Não é de estranhar que essa mesma mídia tenha ficado à espreita, a espera do momento de poder atacar esse homem que diz verdades incômodas. A tolerância tão reivindicada cedeu o lugar para a má fé, a arbitrariedade e a mentira, máscaras da ferocidade.
Porque Bento XVI levantou a excomunhão de quatro bispos, um dos quais tinha feito declarações ridículas negando a perseguição nazista contra os judeus, levantou-se uma gritaria que não hesitou em caluniá-lo, acusando o Papa de ter pertencido voluntariamente à Juventude Nazista! Apesar de ele ter escapado da unidade militar na qual fora engajado pelas suas autoridades em virtude do estado de guerra…
Porque, na África, denunciou os estragos produzidos pela promoção do preservativo – a promiscuidade sexual, particularmente entre os jovens, e a difusão da Aids como resultado dessa promiscuidade – foi acusado de assassino! Apesar das evidências científicas de que, nos países africanos em que é promovida a abstinência sexual dos jovens e a fidelidade matrimonial dos casados, a incidência da Aids ser muito menor do que nos países que promovem o falacioso “sexo seguro”…
Porque Dom José Cardoso Sobrinho declarou que estavam automaticamente excomungados os médicos que praticaram o aborto na menina de Recife, e todos os que colaboraram diretamente com sua realização, do mundo inteiro, ouviu-se uma “orquestração” acusando-o de não ter compaixão! E quem teve compaixão das crianças abortadas?
O linchamento mediático e a cegueira emocional que o acompanha condenaram impunemente princípios sagrados e gestos prudentes, que foram apresentados de maneira caricatural e deformada, sem dar nenhuma possibilidade à outra parte de esclarecer os equívocos e sequer fazer uma apresentação objetiva da realidade.
De nada serviu, por exemplo, que alguns dias depois do linchamento mediático de Bento XVI pelas suas declarações na África, o Diretor do projeto de investigação da prevenção da Aids da prestigiosa universidade de Harvard, o Prof . Edward C. Green, dissesse: “O Papa têm razão. Ou, para responder com toda precisão: a melhor evidência de que dispomos confirma as palavras do Papa”. Quantos jornais e noticiários de rádio e televisão transcreveram essas declarações?

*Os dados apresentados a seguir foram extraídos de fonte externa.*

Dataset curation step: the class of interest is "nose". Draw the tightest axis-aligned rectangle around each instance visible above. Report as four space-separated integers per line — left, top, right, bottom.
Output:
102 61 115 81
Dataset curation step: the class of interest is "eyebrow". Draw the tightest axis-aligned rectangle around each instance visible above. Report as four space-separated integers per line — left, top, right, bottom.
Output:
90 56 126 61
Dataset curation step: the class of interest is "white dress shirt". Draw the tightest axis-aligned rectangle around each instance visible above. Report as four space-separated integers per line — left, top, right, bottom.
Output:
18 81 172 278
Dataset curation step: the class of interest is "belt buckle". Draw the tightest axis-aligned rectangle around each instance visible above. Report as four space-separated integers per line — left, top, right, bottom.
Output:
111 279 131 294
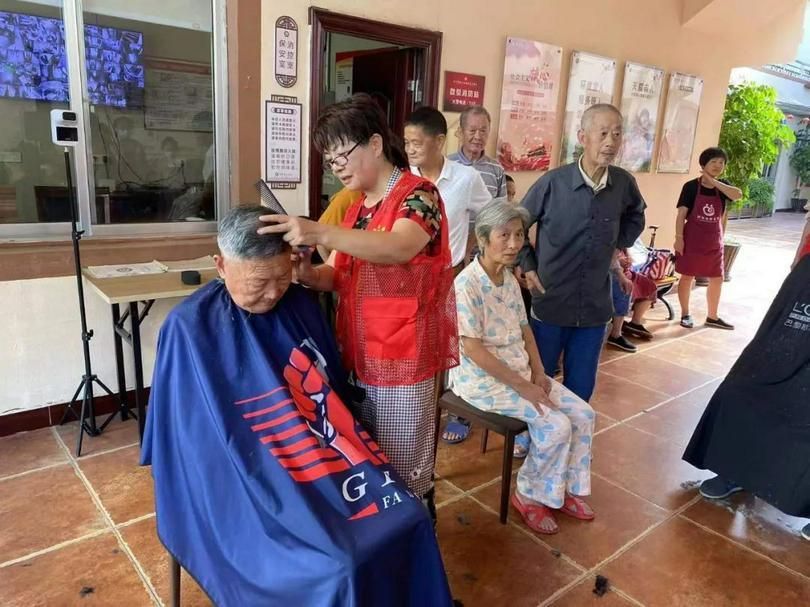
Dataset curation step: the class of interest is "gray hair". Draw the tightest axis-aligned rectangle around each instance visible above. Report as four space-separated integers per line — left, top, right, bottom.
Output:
458 105 492 128
217 204 290 259
475 199 529 243
580 103 624 131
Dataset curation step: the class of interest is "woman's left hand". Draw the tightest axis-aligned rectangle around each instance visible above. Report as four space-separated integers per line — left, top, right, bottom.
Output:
258 215 324 246
532 369 551 394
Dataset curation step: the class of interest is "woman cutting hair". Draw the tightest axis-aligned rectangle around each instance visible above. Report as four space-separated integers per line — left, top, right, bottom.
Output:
259 94 458 517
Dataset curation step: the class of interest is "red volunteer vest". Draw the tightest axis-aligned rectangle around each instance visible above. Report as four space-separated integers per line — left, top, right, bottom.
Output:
334 173 458 386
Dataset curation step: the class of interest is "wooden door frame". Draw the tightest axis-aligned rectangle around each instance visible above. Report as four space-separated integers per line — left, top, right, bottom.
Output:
309 6 442 219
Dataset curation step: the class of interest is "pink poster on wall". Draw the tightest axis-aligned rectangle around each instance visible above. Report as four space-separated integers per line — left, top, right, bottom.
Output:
560 51 616 164
498 38 562 171
658 72 703 173
616 61 664 173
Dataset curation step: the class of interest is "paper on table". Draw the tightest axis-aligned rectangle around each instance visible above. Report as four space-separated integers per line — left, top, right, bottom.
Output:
87 261 166 278
156 255 216 272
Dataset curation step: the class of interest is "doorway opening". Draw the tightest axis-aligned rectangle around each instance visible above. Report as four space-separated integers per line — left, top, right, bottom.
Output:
309 8 442 219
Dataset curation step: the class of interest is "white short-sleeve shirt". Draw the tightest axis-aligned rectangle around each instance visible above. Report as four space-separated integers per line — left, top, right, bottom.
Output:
411 158 492 266
450 259 531 398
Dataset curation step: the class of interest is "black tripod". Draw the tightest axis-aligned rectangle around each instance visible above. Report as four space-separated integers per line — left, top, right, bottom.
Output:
59 148 125 457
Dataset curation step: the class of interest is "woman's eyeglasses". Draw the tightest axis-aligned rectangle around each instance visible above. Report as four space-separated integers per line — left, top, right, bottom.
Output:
323 142 360 171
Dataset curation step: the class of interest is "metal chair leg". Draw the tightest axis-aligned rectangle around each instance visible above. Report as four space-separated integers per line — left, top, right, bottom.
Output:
481 428 489 453
169 553 180 607
500 431 515 525
658 296 675 320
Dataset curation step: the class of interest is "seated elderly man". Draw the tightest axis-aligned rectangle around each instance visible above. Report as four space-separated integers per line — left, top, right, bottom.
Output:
450 201 595 534
142 206 452 607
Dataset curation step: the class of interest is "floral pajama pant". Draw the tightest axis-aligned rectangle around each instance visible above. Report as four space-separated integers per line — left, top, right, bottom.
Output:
462 380 596 508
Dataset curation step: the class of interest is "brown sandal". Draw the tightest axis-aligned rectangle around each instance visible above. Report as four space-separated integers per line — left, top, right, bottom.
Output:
510 493 560 535
560 495 596 521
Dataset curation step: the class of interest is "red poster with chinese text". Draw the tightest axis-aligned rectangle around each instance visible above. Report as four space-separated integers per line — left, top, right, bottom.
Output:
442 72 485 112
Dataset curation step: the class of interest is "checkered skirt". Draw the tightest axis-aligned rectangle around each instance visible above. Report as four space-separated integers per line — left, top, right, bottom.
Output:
355 378 436 497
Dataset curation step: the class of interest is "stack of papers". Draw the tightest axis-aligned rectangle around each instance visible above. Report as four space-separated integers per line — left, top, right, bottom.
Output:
87 261 166 278
87 255 216 278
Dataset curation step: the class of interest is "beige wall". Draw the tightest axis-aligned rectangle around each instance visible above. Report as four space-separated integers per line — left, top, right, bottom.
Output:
262 0 805 244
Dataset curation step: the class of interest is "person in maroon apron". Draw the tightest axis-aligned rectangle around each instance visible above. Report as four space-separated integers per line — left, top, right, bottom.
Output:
675 148 742 330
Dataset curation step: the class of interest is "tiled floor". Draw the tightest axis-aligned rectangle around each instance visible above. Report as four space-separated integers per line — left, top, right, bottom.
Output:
0 215 810 607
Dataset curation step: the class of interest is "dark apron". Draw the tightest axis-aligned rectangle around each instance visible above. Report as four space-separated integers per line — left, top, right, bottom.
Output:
675 180 723 278
683 256 810 517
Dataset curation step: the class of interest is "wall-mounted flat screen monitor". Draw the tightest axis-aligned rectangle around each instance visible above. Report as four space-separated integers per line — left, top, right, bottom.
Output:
0 11 144 107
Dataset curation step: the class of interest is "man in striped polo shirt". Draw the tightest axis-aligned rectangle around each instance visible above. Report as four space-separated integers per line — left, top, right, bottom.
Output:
448 105 506 199
442 105 506 444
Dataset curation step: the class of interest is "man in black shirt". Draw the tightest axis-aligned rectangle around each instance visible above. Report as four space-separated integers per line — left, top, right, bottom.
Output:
520 104 646 401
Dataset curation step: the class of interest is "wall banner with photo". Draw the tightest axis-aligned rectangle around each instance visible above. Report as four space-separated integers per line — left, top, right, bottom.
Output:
560 51 616 164
658 72 703 173
498 38 562 171
616 61 664 173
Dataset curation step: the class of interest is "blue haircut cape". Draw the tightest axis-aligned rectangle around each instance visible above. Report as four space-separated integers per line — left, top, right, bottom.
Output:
141 281 452 607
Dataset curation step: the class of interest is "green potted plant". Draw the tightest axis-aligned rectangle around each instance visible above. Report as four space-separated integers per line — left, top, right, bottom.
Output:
790 188 807 211
723 234 742 282
747 177 774 217
720 83 796 200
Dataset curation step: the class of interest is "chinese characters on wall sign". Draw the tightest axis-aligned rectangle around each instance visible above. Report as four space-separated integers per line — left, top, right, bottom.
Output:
275 17 298 88
264 96 301 184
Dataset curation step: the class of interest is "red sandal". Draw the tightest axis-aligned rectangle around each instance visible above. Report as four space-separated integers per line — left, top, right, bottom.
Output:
560 495 596 521
510 493 560 535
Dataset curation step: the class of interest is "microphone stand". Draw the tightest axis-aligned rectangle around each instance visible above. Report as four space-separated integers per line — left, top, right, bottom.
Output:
59 147 118 457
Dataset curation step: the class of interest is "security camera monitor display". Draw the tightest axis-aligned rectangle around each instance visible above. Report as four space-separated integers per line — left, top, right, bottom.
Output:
0 11 144 107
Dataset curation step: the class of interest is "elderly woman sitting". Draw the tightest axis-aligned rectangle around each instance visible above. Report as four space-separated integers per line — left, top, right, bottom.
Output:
450 201 595 534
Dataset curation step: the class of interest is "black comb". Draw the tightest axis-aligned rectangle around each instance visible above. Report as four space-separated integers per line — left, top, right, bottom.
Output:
253 179 309 253
253 179 287 215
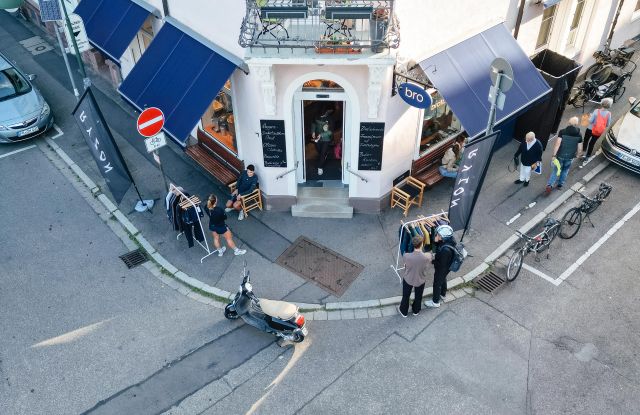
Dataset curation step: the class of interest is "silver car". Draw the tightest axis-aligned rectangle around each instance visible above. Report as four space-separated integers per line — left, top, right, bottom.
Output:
602 98 640 173
0 53 53 143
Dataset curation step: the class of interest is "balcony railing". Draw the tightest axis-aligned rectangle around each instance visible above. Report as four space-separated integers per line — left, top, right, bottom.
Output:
238 0 400 53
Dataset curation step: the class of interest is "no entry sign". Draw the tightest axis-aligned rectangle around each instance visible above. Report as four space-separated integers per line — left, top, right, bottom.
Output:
137 107 164 137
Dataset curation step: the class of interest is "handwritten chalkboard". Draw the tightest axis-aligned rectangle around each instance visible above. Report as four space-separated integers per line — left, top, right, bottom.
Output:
358 122 384 170
260 120 287 167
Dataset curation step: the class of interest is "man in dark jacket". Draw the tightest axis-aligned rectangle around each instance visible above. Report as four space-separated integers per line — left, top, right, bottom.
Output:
424 225 455 308
513 131 542 186
224 164 258 220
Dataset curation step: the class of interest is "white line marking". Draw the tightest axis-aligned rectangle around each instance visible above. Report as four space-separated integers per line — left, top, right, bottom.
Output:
138 115 164 130
0 144 36 159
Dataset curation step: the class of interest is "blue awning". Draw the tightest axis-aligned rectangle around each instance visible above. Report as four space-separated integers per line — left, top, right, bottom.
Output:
74 0 160 62
420 24 551 138
119 17 247 145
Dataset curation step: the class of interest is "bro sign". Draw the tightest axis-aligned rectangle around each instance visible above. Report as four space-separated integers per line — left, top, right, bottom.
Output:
398 82 431 109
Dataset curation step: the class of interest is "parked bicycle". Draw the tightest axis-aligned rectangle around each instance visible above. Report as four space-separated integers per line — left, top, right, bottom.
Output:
585 43 637 79
507 218 562 282
560 183 612 239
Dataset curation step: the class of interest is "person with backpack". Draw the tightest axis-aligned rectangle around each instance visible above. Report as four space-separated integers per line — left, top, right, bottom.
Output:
545 117 582 195
424 225 460 308
580 98 613 168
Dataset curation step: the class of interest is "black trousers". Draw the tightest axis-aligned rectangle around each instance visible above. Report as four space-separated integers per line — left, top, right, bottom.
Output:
583 128 600 157
400 280 424 315
433 272 449 303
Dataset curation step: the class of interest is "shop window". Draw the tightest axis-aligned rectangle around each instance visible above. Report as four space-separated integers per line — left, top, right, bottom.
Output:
536 5 558 49
420 92 462 157
567 0 585 47
202 80 238 154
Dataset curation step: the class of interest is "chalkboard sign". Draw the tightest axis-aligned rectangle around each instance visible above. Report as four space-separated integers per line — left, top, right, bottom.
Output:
260 120 287 167
358 122 384 170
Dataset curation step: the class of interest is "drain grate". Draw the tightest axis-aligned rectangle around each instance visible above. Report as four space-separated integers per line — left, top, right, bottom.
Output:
120 249 149 269
475 271 505 294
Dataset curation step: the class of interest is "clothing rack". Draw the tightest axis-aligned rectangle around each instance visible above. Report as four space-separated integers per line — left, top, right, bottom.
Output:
391 211 449 282
169 183 216 264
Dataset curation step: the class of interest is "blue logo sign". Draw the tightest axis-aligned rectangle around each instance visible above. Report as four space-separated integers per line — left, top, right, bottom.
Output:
398 82 431 109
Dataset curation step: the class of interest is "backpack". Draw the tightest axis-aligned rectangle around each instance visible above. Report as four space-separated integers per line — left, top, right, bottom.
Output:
440 242 468 272
591 110 610 137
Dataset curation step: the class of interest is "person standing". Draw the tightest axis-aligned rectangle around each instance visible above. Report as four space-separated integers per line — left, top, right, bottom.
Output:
580 98 613 168
396 236 432 318
424 225 455 308
206 194 247 256
545 117 582 195
224 164 258 220
513 131 542 186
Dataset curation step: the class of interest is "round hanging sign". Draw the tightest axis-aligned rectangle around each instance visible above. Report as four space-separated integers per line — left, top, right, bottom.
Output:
398 82 431 109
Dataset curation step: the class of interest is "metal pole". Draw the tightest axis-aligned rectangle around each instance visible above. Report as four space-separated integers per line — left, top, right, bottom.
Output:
56 24 80 101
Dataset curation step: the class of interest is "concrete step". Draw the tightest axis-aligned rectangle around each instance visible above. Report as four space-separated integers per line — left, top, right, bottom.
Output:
291 203 353 219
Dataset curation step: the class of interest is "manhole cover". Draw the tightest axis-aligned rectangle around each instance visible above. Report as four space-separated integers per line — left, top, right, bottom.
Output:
276 236 364 297
120 249 149 269
475 271 505 293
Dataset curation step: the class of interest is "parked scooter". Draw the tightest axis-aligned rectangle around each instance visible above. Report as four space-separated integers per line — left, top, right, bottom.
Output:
224 263 308 343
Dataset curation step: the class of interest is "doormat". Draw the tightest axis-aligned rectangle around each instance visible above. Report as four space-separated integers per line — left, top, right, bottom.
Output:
276 236 364 297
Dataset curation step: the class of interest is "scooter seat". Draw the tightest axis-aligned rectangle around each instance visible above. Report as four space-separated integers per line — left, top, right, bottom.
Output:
260 299 298 320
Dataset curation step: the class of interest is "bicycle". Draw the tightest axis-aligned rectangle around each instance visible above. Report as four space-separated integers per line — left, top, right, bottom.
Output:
560 182 612 239
507 218 562 282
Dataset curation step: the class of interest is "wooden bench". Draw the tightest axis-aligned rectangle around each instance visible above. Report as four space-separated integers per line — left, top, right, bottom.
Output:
185 129 244 186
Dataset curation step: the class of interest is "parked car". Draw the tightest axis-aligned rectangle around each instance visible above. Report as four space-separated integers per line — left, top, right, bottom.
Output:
0 53 53 143
602 98 640 173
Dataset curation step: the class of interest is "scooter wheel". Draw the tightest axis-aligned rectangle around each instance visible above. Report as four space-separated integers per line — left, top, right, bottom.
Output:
224 304 240 320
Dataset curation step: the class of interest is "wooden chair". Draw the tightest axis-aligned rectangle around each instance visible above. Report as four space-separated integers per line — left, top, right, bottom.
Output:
229 183 262 217
391 171 425 216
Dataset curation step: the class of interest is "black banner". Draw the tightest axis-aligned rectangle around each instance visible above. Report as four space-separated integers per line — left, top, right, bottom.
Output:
358 122 384 170
72 88 133 203
449 131 500 231
260 120 287 167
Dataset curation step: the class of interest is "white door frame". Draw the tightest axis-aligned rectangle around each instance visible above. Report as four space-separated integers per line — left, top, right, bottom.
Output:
293 90 351 184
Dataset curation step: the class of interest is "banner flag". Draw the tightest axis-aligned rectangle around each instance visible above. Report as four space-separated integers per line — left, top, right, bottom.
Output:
72 88 133 204
449 131 500 231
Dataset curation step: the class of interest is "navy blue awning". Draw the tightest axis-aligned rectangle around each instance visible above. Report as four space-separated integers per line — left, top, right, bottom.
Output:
420 24 551 138
119 17 246 145
74 0 160 62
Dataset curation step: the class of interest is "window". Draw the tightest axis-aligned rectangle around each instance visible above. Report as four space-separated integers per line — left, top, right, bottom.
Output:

De que adiantou que fossem apresentadas estatísticas mostrando que, na Uganda, primeiro país a combater resolutamente a Aids baseado na abstinência e na fidelidade conjugal, por exigência do Presidente Museveni, a porcentagem de pessoas afetadas tenha baixado de mais de 25% no início de 1990, para 6% em 2002, enquanto na África do Sul, onde se faz a distribuição massiva de preservativos, passasse de 0,81% de doentes em 1991 para 24,81% em 2001? Quem é realmente o assassino?
Contudo, ainda hoje, quando é dado aos fariseus a possibilidade de escolher entre Nosso Senhor que “passou fazendo o bem” e o malfeitor Barrabás, eles preferem Barrabás. Ainda que as estatísticas provem o contrário.